Intel has confirmed that they did not alert security officials about the “Meltdown” and “Spectre” CPU bugs until the security vulnerabilities were made public.
Reuters reports that Intel has informed Rep. Greg Walden, an Oregon Republican and chairman of the House Energy and Commerce Committee, that they did not inform U.S. security officials about the “Meltdown” and “Spectre” CPU bugs until they were known to the public, nearly six months after Alphabet informed Intel about the bugs. On Thursday, Walden published a letter he received from the CPU manufacturer which reveals that they did not inform the United States Computer Emergency Readiness Team (US-CERT) about the Meltdown and Spectre CPU bugs until January 3.
Intel stated that it was common practice for companies to keep security flaws private until they had a chance to collaborate on a fix for the issue with other tech firms. Alphabet claims that they informed CPU manufacturers Intel, Advanced Micro Devices, and ARM Holdings of the security flaws in June and gave them 90 days to fix the issue before disclosing them publicly. Alphabet stated that they left it up to Intel to inform government organizations of the security flaw. In the letter, Greg Pearson, Intel’s vice president in charge of the company’s public affairs, argued that there was “no indication that any of these vulnerabilities had been exploited by malicious actors,” so Intel did not need to inform US-CERT about the bug.
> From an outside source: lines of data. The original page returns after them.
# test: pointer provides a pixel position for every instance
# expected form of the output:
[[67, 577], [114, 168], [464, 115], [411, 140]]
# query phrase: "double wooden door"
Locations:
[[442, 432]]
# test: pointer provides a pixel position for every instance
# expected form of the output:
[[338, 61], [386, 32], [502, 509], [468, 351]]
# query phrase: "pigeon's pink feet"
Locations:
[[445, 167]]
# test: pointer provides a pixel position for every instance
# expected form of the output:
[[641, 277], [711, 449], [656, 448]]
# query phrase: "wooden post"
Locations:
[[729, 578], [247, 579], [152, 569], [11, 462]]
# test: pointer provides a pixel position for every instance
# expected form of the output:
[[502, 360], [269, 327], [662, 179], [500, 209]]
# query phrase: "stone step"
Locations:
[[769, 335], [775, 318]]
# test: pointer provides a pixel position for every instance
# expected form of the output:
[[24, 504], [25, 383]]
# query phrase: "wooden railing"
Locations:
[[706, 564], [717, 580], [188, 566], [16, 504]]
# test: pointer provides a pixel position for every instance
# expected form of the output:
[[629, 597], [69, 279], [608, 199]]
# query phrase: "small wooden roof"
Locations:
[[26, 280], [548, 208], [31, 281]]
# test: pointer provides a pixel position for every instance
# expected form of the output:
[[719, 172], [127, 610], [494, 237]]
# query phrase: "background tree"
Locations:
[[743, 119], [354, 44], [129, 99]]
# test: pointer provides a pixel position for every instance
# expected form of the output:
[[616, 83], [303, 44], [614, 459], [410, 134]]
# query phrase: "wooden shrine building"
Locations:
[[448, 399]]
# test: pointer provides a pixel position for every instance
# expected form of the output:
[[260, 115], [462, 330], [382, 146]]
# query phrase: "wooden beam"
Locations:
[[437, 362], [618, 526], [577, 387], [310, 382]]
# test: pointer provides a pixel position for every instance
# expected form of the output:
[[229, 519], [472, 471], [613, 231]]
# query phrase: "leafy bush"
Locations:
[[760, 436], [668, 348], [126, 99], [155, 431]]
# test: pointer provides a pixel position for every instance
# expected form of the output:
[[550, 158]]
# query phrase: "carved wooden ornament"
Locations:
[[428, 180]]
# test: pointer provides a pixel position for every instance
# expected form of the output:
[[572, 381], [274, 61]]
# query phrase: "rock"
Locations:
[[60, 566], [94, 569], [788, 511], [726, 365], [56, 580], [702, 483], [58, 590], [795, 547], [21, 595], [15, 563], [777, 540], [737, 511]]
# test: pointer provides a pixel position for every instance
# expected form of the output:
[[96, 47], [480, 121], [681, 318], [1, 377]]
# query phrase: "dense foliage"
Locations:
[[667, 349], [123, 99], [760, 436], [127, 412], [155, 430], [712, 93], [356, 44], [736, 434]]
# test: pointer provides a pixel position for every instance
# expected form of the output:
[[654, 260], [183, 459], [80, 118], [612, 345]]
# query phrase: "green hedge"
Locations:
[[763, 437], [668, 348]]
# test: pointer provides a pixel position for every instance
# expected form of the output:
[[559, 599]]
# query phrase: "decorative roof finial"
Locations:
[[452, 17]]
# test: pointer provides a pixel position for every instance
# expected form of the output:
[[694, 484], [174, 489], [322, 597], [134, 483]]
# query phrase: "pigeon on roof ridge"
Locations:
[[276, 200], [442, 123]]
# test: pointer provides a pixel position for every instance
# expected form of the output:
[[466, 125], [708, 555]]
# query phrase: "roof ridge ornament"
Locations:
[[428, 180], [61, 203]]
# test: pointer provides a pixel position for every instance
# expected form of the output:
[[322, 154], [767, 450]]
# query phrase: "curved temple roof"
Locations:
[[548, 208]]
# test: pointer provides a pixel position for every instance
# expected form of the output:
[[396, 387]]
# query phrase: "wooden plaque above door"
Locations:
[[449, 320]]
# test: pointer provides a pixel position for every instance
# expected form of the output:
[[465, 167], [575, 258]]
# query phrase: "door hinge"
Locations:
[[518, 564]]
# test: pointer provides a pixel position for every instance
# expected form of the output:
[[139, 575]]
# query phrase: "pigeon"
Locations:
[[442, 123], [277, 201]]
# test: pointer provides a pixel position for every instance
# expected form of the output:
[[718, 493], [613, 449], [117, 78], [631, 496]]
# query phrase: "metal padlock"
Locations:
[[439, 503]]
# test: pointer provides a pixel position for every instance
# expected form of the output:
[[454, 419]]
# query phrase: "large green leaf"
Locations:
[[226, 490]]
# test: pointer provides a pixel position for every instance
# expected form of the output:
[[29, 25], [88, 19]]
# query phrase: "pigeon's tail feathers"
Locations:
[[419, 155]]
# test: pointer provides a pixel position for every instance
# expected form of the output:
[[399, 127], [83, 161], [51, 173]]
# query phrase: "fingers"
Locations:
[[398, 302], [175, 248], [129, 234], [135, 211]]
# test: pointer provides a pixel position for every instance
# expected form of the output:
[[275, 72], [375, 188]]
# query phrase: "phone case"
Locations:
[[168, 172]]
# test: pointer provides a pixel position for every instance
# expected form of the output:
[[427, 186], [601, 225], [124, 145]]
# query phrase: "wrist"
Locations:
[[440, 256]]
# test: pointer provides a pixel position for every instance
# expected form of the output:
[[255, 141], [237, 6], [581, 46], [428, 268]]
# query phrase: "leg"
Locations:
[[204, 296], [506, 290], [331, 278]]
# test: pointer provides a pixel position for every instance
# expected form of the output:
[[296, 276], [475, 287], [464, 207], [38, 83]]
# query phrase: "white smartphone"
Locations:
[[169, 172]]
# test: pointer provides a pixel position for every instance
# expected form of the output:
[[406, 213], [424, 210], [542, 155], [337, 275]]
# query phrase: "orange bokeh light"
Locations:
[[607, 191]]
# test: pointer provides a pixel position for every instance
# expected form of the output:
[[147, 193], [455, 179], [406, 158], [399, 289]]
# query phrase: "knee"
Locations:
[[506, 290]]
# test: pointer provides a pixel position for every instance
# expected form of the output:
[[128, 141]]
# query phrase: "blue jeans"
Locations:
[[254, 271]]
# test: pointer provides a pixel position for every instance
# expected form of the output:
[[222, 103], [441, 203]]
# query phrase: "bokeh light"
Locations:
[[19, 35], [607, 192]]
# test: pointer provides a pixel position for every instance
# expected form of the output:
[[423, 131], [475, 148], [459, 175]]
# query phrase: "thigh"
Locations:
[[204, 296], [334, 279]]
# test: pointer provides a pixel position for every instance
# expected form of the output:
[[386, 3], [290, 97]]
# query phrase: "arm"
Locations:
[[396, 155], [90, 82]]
Intel also stated that they did not examine how the CPU bugs could affect government infrastructure as the company did not think it could affect industrial control systems. Intel did, however, inform multiple other tech companies that used their CPU’s. Greg Walden said in a statement, “While the tech companies proved able to effectively contain the Spectre and Meltdown cybersecurity vulnerabilities, this incident brought to light the critical conversation about when to disclose a vulnerability and to whom.” He continued, “The claim that information about the flaws may have fallen into the Chinese government’s hands, before the U.S. was aware, is obviously disturbing.”
Walden promised that his investigation into the issue wasn’t over saying “Cybersecurity is a collective responsibility.” He continued, “My committee will continue to investigate this issue and the trade-offs between disclosure and secrecy in cybersecurity incidents.”